I’ve also seen them at suet feeders, so those of us who feed birds into the summer (or year-round) can attract them with a variety of foods. Many people stop feeding birds in the spring. I don’t blame those who have bears to worry about, but those who stop feeding birds once the winter ends miss out on birds such as rose-breasted grosbeaks.
Above is a shot of the female at the feeder. Check out the sizable bill on her. Below is the male and female. Not a great shot, I know, but interesting to see them together. Another female was at the feeder seconds before this shot, but the female shown chased her away.
Sure enough, this morning (May 5) I was awakened by a small commotion at my window feeder. It was a male Rose-breasted Grosbeak trying to land on the narrow perch. Even without my glasses on I could tell what it was. How do you mistake a bird like that? It eventually figured out how to land on the small window feeder. I hoped he would get tired of the narrow perch and eventually find his way into the backyard where the real feeding station is. I made sure the homemade platform feeder had plenty of seeds.

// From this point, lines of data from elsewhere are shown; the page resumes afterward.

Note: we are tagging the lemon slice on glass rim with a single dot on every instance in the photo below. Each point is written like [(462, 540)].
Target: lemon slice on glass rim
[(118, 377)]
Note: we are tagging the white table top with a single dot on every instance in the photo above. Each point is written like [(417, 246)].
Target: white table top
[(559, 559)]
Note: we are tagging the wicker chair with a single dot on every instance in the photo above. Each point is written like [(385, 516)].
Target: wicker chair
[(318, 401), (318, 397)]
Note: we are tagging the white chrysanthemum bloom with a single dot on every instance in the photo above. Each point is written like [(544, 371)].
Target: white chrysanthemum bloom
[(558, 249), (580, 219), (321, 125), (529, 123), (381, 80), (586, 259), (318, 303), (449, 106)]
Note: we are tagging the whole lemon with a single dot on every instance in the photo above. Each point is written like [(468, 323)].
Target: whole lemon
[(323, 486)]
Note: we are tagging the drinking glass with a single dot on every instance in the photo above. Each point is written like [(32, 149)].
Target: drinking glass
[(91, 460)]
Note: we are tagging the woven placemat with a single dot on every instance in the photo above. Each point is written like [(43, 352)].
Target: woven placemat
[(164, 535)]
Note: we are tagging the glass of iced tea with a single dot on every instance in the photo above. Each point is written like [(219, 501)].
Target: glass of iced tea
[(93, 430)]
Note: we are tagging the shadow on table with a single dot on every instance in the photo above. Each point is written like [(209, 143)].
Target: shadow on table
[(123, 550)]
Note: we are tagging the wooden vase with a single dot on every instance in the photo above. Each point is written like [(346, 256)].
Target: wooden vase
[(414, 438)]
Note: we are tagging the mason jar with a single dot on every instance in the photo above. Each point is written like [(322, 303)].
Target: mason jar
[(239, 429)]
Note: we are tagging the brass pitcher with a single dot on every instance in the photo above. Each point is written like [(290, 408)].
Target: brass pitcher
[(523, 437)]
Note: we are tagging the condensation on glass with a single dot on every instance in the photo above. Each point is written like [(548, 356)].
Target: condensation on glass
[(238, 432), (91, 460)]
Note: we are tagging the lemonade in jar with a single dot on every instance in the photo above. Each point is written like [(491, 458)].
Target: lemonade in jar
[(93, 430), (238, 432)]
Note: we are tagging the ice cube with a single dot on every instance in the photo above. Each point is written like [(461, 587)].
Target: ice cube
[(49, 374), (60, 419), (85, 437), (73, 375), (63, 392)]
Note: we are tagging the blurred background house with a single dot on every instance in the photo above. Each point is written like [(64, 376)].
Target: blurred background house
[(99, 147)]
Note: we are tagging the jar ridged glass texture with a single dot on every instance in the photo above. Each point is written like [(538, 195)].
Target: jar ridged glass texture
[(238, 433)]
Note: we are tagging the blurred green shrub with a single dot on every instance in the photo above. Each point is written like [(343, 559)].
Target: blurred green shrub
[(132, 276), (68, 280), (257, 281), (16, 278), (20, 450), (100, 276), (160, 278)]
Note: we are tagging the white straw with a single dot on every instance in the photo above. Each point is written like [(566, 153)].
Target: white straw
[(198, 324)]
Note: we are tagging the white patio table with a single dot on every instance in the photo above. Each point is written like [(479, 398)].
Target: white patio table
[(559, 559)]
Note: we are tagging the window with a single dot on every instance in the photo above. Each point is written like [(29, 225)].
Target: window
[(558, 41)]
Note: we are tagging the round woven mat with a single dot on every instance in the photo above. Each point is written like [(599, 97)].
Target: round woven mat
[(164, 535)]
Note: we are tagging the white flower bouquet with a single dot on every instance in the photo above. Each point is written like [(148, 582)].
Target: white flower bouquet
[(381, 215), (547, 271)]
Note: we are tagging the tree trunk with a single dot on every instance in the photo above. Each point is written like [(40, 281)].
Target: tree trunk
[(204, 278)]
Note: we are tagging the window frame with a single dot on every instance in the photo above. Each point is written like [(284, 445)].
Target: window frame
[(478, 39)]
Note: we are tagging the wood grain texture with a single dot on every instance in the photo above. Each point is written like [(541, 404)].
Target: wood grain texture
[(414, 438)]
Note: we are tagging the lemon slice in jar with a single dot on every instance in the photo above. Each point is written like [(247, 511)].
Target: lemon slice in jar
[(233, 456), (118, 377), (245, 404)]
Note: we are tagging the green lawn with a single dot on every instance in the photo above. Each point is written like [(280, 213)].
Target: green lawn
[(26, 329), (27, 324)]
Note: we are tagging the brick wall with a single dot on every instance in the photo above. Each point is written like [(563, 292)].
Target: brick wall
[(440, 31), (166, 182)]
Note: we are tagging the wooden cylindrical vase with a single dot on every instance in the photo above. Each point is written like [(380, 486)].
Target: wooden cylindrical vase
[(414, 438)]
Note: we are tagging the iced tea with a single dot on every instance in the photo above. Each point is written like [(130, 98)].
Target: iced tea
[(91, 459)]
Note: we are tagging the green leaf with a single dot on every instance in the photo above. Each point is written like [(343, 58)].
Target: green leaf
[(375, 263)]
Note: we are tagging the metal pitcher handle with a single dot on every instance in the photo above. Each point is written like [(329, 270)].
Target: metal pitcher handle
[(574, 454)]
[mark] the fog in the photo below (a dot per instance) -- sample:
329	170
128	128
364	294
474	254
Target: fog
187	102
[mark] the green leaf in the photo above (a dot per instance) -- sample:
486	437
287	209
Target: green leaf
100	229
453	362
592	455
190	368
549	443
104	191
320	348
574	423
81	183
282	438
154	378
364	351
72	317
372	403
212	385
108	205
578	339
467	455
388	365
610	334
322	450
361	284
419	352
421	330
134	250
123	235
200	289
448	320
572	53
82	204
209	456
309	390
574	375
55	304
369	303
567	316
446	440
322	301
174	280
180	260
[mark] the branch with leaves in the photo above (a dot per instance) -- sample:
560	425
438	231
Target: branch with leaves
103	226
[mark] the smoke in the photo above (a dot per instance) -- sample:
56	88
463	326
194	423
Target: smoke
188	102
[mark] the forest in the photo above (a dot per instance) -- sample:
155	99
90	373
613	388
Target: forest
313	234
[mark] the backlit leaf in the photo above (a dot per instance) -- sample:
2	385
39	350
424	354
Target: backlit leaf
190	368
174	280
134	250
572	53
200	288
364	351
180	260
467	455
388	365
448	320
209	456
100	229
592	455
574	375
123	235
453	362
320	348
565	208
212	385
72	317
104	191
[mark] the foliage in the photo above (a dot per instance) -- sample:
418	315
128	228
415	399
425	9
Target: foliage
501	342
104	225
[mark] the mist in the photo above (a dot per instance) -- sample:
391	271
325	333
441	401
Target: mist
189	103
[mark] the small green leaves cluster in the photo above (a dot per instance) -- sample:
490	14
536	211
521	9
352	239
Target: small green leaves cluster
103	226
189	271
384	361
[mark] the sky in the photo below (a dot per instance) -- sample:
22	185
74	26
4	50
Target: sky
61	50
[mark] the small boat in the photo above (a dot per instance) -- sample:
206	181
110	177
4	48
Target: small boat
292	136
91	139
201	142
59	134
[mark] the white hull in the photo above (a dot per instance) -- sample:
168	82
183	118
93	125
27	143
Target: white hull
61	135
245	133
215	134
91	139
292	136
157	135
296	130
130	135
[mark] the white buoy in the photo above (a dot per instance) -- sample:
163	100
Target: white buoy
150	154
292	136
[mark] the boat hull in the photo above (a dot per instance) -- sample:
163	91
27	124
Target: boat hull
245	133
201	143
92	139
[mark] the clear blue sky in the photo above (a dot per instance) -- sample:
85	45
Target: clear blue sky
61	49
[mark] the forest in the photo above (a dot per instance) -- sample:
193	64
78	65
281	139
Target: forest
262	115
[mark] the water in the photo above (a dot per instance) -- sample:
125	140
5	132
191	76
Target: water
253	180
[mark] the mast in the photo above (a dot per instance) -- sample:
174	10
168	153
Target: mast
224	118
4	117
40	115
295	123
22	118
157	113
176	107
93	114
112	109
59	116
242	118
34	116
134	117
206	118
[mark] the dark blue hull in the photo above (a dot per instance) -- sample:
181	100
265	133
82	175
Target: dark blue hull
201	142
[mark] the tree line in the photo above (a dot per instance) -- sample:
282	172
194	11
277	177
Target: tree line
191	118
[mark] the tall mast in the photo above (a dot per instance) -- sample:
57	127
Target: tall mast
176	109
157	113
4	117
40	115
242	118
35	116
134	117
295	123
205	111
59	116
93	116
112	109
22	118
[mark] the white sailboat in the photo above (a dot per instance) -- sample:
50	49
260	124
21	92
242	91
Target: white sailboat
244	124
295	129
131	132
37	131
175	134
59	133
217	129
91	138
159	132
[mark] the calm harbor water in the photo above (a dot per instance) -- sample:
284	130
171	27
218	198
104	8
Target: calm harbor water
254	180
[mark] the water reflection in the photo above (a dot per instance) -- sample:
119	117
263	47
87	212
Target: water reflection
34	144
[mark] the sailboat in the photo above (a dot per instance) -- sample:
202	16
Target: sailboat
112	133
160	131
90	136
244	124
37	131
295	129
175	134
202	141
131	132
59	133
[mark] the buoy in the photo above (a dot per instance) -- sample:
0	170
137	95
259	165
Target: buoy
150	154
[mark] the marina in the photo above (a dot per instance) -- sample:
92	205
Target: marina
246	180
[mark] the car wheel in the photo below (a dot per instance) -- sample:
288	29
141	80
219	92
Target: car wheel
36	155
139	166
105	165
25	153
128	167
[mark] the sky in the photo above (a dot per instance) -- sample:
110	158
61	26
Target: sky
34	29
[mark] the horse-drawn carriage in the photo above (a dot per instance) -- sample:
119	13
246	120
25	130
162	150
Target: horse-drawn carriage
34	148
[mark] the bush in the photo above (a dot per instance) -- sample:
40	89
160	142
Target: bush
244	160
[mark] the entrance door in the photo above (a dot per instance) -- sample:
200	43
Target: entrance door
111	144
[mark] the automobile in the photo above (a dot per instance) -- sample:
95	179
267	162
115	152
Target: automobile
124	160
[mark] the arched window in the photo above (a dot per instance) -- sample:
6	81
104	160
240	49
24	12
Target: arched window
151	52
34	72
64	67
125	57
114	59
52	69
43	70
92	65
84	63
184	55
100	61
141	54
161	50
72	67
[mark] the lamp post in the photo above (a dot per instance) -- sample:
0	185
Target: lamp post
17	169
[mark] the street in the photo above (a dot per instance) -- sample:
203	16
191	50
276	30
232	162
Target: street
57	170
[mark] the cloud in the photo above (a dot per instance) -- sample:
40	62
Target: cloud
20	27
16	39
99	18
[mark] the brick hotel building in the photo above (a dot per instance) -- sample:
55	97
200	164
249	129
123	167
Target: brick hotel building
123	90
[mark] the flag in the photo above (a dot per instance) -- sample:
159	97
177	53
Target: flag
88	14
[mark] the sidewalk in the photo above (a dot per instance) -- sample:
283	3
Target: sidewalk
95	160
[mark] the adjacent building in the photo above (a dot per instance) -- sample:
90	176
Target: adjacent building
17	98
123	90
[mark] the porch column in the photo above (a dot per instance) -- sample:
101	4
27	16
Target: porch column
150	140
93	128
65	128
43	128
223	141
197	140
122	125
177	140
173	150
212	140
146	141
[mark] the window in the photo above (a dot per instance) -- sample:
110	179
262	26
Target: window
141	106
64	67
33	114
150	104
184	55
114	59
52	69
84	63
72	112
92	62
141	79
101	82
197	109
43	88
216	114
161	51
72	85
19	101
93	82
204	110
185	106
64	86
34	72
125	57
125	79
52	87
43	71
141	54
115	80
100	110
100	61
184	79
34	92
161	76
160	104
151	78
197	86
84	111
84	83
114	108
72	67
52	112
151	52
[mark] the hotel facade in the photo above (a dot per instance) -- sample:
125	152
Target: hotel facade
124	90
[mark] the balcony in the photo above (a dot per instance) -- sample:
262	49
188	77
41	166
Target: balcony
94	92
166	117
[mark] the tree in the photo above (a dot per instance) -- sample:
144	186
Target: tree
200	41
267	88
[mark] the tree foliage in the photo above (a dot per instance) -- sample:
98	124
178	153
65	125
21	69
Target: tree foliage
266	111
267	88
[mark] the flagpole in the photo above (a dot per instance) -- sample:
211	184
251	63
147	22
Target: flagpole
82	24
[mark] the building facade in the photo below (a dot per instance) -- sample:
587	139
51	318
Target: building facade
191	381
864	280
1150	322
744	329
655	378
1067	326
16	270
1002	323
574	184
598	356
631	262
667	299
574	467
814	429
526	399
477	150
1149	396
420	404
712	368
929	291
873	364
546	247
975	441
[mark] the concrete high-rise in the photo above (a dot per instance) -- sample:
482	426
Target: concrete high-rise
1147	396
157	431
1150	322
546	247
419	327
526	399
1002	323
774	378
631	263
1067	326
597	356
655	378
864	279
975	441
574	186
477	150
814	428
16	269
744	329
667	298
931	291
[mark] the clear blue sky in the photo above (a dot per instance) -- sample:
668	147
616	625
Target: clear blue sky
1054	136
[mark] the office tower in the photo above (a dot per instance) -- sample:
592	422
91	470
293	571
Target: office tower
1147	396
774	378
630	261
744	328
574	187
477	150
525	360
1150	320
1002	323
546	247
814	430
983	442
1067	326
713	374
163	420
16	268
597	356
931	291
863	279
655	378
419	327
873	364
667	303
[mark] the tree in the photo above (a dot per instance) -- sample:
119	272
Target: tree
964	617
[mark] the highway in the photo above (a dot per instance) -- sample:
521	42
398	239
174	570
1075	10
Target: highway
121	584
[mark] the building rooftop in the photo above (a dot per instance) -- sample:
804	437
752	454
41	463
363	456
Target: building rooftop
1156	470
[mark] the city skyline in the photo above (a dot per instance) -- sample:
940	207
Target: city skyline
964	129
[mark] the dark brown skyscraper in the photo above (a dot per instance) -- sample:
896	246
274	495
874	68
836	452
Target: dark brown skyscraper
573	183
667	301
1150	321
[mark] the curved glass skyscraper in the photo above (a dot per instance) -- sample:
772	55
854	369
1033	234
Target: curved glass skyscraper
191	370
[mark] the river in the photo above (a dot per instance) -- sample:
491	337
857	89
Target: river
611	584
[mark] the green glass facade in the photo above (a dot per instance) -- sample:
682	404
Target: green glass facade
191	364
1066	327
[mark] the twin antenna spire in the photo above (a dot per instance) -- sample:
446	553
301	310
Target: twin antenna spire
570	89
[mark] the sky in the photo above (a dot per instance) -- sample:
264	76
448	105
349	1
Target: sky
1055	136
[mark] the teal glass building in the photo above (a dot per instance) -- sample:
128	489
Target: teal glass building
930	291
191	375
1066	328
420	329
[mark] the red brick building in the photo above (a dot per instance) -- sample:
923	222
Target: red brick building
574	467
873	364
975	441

Sure enough (again), about 11 o’clock there he was. Standing on the platform feeder eating seeds. Grosbeaks are like finches or cardinals in their eating habits in that they will perch and stay there to eat seed after seed. That is unlike birds such as chickadees, nuthatches and titmice, which grabs seeds and go. So with the grosbeak sitting there chowing down, it presented a nice, long photo opportunity.
I’ll write more about it in a later post, but for now, I wanted to get these photos out there.